Computer Methods and Programs in Biomedicine, 115 (2).
pp. 64-75.
ISSN 0169-2607
Abstract
This paper proposes a fast weighted horizontal visibility graph constructing algorithm (FWHVA) to identify seizure from EEG signals. The performance of the FWHVA is evaluated by comparing with Fast Fourier Transform (FFT) and sample entropy (SampEn) method. Two noise-robustness graph features based on the FWHVA, mean degree and mean strength, are investigated using two chaos signals and five groups of EEG signals.
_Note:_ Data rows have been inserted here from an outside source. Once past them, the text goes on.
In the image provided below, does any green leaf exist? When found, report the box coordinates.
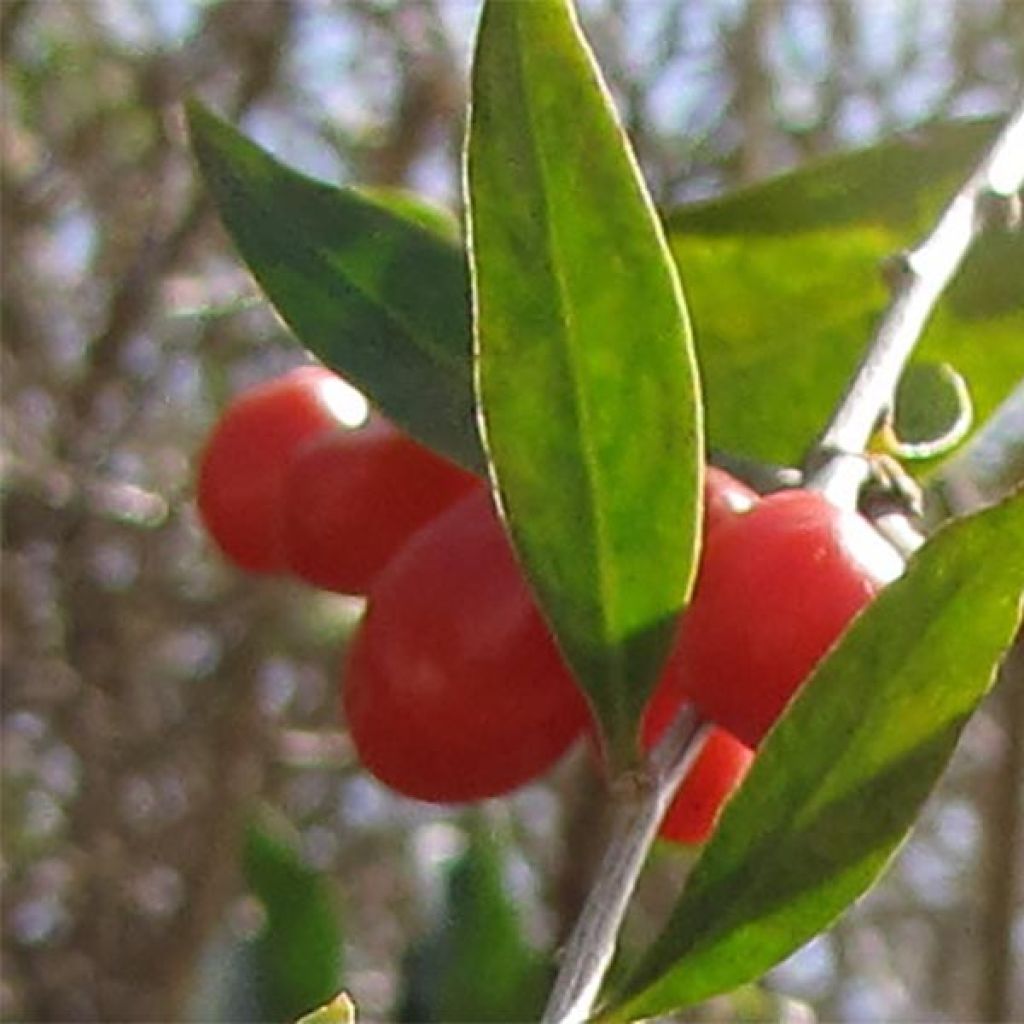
[468,0,701,767]
[187,102,483,471]
[669,121,1024,464]
[399,821,550,1024]
[296,992,355,1024]
[243,820,342,1020]
[608,496,1024,1020]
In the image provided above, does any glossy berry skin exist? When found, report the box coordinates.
[642,687,754,844]
[197,367,341,572]
[284,416,483,594]
[342,490,589,803]
[666,490,902,746]
[703,466,760,537]
[641,466,759,844]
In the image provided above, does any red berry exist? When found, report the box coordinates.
[284,416,481,594]
[703,466,759,537]
[342,490,589,803]
[666,490,902,746]
[642,671,754,843]
[198,367,344,572]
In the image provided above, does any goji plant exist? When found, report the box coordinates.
[189,0,1024,1022]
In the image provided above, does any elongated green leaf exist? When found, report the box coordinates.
[609,496,1024,1020]
[669,121,1024,463]
[188,102,483,470]
[243,821,342,1020]
[468,0,701,766]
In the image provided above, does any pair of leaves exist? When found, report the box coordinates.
[184,2,1024,1018]
[607,496,1024,1021]
[189,0,702,771]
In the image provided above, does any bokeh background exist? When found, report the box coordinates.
[0,0,1024,1022]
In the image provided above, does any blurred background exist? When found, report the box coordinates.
[0,0,1024,1022]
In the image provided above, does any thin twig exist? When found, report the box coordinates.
[542,705,707,1024]
[807,102,1024,506]
[542,94,1024,1024]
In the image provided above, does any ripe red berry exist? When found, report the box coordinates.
[342,490,589,803]
[284,416,481,594]
[626,466,759,843]
[666,490,902,746]
[198,367,345,572]
[642,671,754,843]
[703,466,759,537]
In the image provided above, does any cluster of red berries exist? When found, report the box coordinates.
[199,367,900,843]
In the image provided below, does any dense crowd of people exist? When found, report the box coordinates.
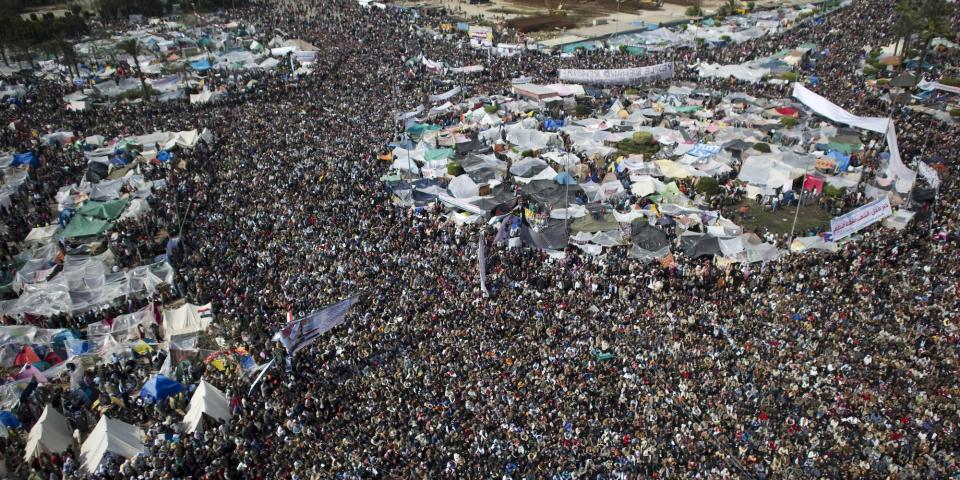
[0,0,960,479]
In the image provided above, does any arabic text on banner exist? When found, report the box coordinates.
[559,63,673,85]
[830,197,893,242]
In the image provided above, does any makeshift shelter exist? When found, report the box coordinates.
[63,215,111,238]
[24,405,73,462]
[140,375,187,403]
[77,199,130,221]
[630,219,670,251]
[80,415,144,473]
[183,380,231,433]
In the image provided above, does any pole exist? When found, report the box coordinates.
[787,188,807,246]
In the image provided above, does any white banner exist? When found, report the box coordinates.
[273,296,357,355]
[559,63,673,85]
[793,83,917,193]
[917,162,940,189]
[830,197,893,242]
[430,87,460,103]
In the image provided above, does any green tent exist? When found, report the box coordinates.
[570,213,620,233]
[77,198,130,220]
[423,148,453,162]
[63,215,110,238]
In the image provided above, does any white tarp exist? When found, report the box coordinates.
[830,197,893,241]
[80,415,144,474]
[163,303,213,341]
[558,63,673,85]
[793,83,917,193]
[24,405,73,462]
[183,380,231,433]
[430,86,460,103]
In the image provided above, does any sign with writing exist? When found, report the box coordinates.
[559,63,673,85]
[830,197,893,242]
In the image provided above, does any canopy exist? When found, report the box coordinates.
[80,415,144,473]
[183,380,231,433]
[140,375,187,402]
[63,215,110,238]
[630,219,670,251]
[77,199,130,220]
[24,405,73,462]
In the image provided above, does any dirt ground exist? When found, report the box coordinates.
[394,0,807,41]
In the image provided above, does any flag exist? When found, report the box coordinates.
[273,296,357,355]
[247,360,273,396]
[477,235,490,297]
[917,162,940,189]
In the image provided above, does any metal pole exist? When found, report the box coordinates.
[787,188,807,246]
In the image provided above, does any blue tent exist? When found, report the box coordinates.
[830,150,850,172]
[190,58,210,72]
[0,410,20,428]
[140,375,187,402]
[553,172,577,185]
[10,152,39,167]
[543,118,563,132]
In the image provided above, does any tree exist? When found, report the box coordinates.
[919,0,956,69]
[117,38,150,102]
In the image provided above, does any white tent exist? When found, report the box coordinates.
[163,303,213,340]
[24,405,73,462]
[183,380,231,433]
[80,415,144,473]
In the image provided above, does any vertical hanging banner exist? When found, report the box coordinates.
[477,235,490,297]
[273,296,357,355]
[558,63,673,85]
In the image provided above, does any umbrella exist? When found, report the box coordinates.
[890,72,917,88]
[0,410,20,428]
[723,138,753,152]
[553,172,577,185]
[13,345,40,366]
[140,375,186,402]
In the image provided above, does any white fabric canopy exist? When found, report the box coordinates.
[183,380,231,433]
[24,405,73,462]
[163,303,213,340]
[80,415,144,473]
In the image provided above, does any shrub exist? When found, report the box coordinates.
[940,77,960,87]
[696,177,720,195]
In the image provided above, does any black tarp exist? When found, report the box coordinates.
[680,235,720,258]
[630,219,670,251]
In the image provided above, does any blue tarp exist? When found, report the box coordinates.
[190,59,210,72]
[140,375,187,402]
[553,172,577,185]
[687,143,722,158]
[0,410,20,428]
[830,150,850,172]
[543,118,563,132]
[10,152,39,167]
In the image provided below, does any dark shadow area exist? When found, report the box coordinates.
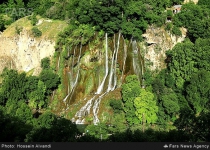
[0,107,210,142]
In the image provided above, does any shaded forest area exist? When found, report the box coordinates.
[0,0,210,142]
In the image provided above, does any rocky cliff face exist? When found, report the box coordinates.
[143,26,187,70]
[0,30,55,75]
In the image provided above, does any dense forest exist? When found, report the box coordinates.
[0,0,210,142]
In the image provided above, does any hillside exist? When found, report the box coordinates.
[0,0,210,142]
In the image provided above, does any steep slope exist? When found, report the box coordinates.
[51,26,186,124]
[0,17,66,75]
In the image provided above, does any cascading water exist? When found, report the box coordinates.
[132,40,142,81]
[63,44,82,102]
[96,33,109,94]
[107,32,121,92]
[111,32,121,91]
[120,38,127,84]
[107,34,116,92]
[70,32,143,125]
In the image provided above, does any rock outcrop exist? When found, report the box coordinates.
[143,26,187,70]
[0,30,55,75]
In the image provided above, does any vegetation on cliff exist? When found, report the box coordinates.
[0,0,210,142]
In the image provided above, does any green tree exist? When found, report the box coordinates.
[167,40,197,89]
[186,69,210,114]
[122,75,141,126]
[134,89,158,124]
[41,57,50,69]
[29,80,46,109]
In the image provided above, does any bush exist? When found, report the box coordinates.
[109,99,122,113]
[172,26,182,36]
[32,27,42,37]
[41,57,50,69]
[28,15,38,26]
[15,26,23,35]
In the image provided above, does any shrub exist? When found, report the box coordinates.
[31,27,42,37]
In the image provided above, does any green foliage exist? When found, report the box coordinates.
[28,14,38,26]
[186,70,210,114]
[167,40,197,89]
[134,89,158,124]
[160,92,180,117]
[31,27,42,37]
[109,99,123,113]
[0,15,5,31]
[28,80,46,109]
[172,26,182,36]
[15,26,23,35]
[41,57,50,69]
[85,123,108,140]
[122,75,141,125]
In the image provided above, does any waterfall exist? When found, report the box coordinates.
[75,96,96,118]
[107,32,121,92]
[107,34,116,92]
[132,40,141,81]
[93,92,107,125]
[96,33,109,94]
[112,32,121,91]
[63,44,82,102]
[57,54,61,70]
[120,36,127,84]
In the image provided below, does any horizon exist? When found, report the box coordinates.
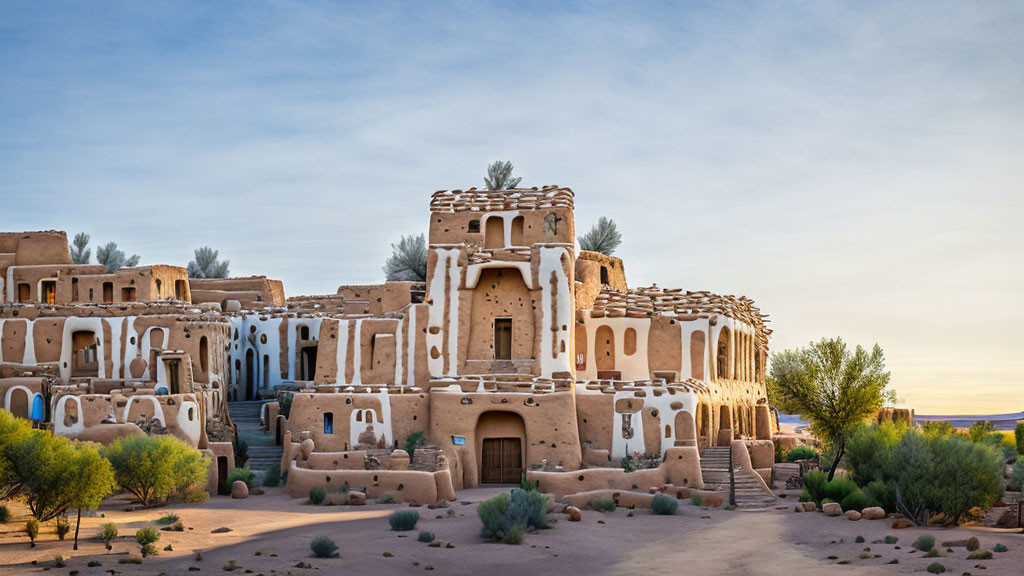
[0,2,1024,415]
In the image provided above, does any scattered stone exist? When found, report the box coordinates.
[231,480,249,500]
[860,506,886,520]
[565,506,583,522]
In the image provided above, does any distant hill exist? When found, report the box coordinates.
[778,412,1024,430]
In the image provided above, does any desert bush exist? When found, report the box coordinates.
[921,420,956,438]
[839,490,872,512]
[502,526,523,544]
[102,436,210,507]
[650,494,679,516]
[225,468,256,488]
[387,510,420,531]
[309,536,338,558]
[309,486,327,505]
[862,480,896,512]
[25,519,39,548]
[967,550,992,560]
[53,515,71,542]
[135,528,160,558]
[263,464,281,488]
[476,494,510,539]
[785,446,818,462]
[911,534,935,552]
[100,522,118,550]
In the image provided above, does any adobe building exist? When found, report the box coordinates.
[264,187,776,501]
[0,187,776,503]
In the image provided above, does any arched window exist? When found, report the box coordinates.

Experimental results show that feature extraction using the FWHVA is faster than that of SampEn and FFT. And mean strength feature associated with ictal EEG is significant higher than that of healthy and inter-ictal EEGs. In addition, an 100% classification accuracy for identifying seizure from healthy shows that the features based on the FWHVA are more promising than the frequency features based on FFT and entropy indices based on SampEn for time series classification.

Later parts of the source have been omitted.